Je viens de commencer un livre du romancier britannique Ken Follett qui est très réputé dans le genre historique.
Et ya un truc qui m'énerve VRAIMENT dans les romans ou autre fiction à vocation historisante, c'est cette manie de faire des héroïnes "différentes des autres femmes" parce qu'elles sont "libres et indépendantes". Je sais que c'est censé être un peu féministe et que je devrais être contente d'avoir une héroïne qui ne serve pas de pot de fleurs, mais je trouve ça tellement rabaissant pour les femmes de cette époque et faux historiquement d'imaginer toutes les autres que l'héroïne comme des moutons bêlants sans personnalité sous prétexte qu'elles étaient "rabaissées".
Là je dois être à la page 50 et le narrateur a déjà répété 17 fois que l'héroïne agissait "comme un homme", autre déclinaison de "libre et indépendante". Mais attention hein, elle agit comme un homme mais c'est la plus belle femme du récit! C'est juste une façon de montrer que c'est une "fille libérée" de dire qu'elle est "comme un homme".

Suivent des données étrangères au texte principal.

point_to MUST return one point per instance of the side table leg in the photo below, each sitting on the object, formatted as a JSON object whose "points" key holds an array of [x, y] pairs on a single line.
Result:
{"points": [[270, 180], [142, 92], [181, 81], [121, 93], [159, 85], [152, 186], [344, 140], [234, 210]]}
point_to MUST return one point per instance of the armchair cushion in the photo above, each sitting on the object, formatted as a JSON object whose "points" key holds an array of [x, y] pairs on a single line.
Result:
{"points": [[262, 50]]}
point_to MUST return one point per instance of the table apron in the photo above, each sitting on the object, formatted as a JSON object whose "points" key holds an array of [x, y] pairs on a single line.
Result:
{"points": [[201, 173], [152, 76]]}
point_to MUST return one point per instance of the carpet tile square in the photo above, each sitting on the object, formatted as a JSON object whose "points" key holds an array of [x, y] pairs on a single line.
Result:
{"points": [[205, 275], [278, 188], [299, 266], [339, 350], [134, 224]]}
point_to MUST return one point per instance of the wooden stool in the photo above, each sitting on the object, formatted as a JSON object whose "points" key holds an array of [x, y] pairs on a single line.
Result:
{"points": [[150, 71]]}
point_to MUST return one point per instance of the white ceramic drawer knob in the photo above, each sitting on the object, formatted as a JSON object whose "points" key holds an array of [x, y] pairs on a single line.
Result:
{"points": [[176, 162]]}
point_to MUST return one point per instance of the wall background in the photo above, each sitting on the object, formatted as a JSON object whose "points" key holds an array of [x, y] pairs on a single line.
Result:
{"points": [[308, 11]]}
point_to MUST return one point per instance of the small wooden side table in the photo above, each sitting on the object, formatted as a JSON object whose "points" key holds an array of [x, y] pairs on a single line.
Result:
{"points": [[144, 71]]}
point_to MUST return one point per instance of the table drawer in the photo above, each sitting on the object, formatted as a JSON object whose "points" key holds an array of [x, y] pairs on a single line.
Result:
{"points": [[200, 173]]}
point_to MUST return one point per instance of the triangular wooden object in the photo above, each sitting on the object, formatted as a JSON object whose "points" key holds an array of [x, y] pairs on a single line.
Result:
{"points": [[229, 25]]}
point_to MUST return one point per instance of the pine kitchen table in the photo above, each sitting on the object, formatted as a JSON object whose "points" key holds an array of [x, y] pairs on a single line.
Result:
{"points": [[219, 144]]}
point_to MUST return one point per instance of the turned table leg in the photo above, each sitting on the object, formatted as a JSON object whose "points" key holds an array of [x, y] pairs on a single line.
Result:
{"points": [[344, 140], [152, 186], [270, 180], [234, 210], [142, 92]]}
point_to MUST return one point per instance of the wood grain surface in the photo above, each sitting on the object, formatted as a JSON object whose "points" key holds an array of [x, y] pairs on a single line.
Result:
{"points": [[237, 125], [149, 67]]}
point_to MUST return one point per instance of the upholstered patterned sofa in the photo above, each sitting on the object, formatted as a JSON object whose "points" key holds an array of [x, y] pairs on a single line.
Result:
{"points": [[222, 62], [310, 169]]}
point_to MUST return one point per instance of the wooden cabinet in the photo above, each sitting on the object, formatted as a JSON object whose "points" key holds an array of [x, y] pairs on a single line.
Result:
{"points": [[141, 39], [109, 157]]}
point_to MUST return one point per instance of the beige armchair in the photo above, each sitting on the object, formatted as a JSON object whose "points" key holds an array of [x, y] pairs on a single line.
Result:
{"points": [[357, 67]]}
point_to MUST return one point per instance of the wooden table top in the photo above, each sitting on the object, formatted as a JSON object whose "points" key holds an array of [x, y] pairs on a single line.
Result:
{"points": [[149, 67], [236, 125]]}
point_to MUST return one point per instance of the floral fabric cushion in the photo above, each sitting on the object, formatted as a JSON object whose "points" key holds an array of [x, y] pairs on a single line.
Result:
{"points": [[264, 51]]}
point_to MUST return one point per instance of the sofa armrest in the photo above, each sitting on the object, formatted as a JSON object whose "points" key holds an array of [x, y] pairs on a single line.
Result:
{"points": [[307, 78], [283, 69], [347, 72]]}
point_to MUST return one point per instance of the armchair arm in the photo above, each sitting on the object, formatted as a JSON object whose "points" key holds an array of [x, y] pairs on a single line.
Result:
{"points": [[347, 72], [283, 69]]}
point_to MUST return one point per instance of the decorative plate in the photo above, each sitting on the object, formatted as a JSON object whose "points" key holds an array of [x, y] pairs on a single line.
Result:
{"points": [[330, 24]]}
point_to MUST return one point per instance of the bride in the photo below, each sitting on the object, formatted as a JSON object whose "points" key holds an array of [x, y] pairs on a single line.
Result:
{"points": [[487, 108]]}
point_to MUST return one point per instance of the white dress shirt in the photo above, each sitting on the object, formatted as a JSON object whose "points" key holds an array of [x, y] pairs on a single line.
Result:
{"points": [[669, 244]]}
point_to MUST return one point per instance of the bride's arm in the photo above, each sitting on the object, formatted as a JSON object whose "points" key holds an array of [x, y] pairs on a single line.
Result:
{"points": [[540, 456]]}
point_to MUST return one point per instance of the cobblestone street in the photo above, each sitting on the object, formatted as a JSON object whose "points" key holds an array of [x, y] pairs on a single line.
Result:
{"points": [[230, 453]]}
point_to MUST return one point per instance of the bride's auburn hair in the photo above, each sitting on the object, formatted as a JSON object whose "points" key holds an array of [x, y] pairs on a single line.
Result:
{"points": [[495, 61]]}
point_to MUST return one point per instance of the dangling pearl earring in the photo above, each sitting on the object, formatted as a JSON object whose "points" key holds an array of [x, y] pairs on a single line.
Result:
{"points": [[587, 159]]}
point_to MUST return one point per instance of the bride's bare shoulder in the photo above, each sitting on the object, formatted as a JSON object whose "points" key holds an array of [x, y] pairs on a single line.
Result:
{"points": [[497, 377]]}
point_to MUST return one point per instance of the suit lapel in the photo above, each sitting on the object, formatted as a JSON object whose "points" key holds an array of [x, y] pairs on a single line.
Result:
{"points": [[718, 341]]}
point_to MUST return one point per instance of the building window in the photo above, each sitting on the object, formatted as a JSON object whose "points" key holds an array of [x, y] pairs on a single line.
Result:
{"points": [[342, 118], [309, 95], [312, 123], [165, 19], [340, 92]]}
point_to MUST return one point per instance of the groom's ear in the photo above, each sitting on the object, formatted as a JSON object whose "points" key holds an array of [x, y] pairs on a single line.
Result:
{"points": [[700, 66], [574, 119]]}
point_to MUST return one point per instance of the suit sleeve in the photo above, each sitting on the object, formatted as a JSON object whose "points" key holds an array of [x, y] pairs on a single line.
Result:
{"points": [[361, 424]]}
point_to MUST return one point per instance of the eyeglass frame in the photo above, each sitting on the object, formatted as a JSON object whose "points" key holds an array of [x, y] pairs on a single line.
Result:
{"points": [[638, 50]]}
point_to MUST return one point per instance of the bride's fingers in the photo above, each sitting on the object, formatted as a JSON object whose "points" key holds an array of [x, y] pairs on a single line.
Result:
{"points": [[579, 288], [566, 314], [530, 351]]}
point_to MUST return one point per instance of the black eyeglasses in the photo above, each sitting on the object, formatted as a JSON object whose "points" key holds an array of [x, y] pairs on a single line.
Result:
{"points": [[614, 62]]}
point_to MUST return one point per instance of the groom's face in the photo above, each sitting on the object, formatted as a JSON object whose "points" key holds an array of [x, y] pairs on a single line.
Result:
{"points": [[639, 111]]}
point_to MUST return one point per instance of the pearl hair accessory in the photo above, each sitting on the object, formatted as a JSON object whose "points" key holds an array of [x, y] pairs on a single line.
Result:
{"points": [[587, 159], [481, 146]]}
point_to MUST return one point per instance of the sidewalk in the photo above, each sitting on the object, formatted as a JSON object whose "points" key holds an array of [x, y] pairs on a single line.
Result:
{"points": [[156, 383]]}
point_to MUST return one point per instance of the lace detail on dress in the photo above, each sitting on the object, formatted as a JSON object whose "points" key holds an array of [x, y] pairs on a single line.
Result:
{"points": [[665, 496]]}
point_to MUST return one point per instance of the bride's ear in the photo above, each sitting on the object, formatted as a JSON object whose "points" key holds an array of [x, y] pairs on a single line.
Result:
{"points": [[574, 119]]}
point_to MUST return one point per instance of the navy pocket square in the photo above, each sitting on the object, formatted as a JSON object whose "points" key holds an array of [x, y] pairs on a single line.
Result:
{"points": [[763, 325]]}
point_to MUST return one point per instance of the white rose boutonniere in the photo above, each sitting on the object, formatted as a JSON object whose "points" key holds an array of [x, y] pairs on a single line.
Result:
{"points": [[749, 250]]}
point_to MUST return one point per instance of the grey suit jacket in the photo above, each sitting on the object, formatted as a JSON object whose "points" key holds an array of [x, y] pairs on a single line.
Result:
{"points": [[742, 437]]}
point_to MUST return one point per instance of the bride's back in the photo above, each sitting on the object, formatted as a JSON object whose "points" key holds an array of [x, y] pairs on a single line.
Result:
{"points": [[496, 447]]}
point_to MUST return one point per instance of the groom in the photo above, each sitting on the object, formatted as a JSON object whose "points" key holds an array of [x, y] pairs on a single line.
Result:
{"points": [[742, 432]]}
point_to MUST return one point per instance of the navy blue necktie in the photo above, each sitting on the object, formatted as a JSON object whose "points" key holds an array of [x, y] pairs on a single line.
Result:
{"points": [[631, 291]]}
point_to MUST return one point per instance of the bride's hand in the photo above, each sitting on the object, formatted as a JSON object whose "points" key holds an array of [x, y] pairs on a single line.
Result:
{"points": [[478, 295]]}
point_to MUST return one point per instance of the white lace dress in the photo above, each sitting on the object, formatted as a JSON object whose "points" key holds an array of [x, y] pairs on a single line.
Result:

Je trouve ça tellement agaçant parce que :
1) C'est une façon bon marché de se la jouer féministe. On montre qu'on désapprouve l'inégalité homme-femme du 18e siècle (bravo, gars!) mais pas la peine d'aller trop loin dans la réflexion en abordant des thèmes toujours valables aujourd'hui. Et même si c'est le cas, on les écrit de telle manière que tout ce que le lecteur peut penser c'est "c'était injuste pour les femmes,
à l'époque".
2) J'imagine que les auteurs font des recherches historiques poussées mais j'ai l'impression que leurs rapports hommes-femmes sont extrêmement influencés par des préjugés historiques. Je lis un roman sur une période que je connais bien et je ne reconnais pas ce que j'ai étudié. Par exemple, l'auteur insiste lourdement sur le fait que son héroïne, une aristocrate, aime la nature, la chasse et monter à cheval mais que ce ne sont pas "des activités de dames". Or, je suis surprise de l'apprendre pour cette période... Après, peut-être que dans le contexte précis décrit par le roman que je ne connais pas, ça se passait effectivement comme ça... Mais j'ai des gros doutes.
3) Un combo des deux points précisés plus tôt. Dans une scène, un des héros embrasse par surprise l'héroïne et lui demande si elle est offensée. L'auteur nous dit que normalement, une demoiselle ordinaire devrait être offensée car on n'embrasse pas "une dame hors du mariage" (sous-entendu, à cette époque, ils étaient tellement puritains, pas comme maintenant!). Mais l'héroïne n'est pas offensée car "elle n'est pas une demoiselle ordinaire". En lisant ce passage, j'étais

. Déjà, je pense qu'une femme de cette époque aurait eu à peu près les mêmes raisons que nous d'être offensées par un baiser : si le baiser n'était ni désiré, ni consenti. Si l'héroïne n'a pas été offensée par le baiser, ce n'est donc pas parce qu'elle était moins coincée que les autres mais parce qu'elle désirait le baiser. Alors merci de ne pas venir faire un mélange de raisons pseudo-historiques et de personnalité exceptionnelle pour justifier ce baiser!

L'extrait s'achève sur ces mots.